Estreando pela seleção principal em um estádio como o Ramón Sánchez Pizjuán, nada mais nada menos do que diante de um campeão mundial como a Inglaterra, não é fácil esquecer. Certamente aquele 11 Fevereiro do ano 2009 Ficará sempre gravado na retina de Piqué. E a relação deste defesa com a Espanha teve um começo idílico. O jogador tem sido símbolo de uma geração histórica que levou nosso país a conquistar o pico mais alto após vencer a Copa do Mundo na África do Sul (2010), e depois repetir a conquista no Europeu 2012. Tudo estava indo bem, até que as coisas deram errado.
Nos últimos tempos, A figura de Gerard Piqué foi muito diminuída por certos comportamentos e ações fora do verde.
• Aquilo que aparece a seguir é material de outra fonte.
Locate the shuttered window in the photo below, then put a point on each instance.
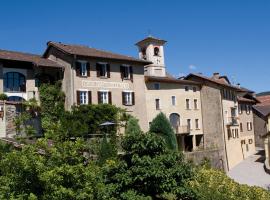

Mensagens constantes, muitos deles ofensivos, lançado no Real Madrid, eterno rival do clube ao qual presta seus serviços, e alguns dos seus membros e colegas como o próprio Álvaro Arbeloa; acontecimentos em sua vida pessoal ou quedas de desempenho que o levaram a passar temporadas no banco.
para isso, Devemos acrescentar a sua presença em eventos puramente políticos como a Diada de Catalunya, movimento que defende a independência da referida comunidade autónoma do estado espanhol, o que gerou desconforto entre grande parte dos torcedores da seleção espanhola. E muitos questionam a lealdade de Piqué a essa camisa., para essas cores e esse escudo. Pitos, insultos, análise exaustiva de cada gesto do defesa-central catalão durante uma concentração, treinamento ou reunião internacional, tornaram-se uma constante.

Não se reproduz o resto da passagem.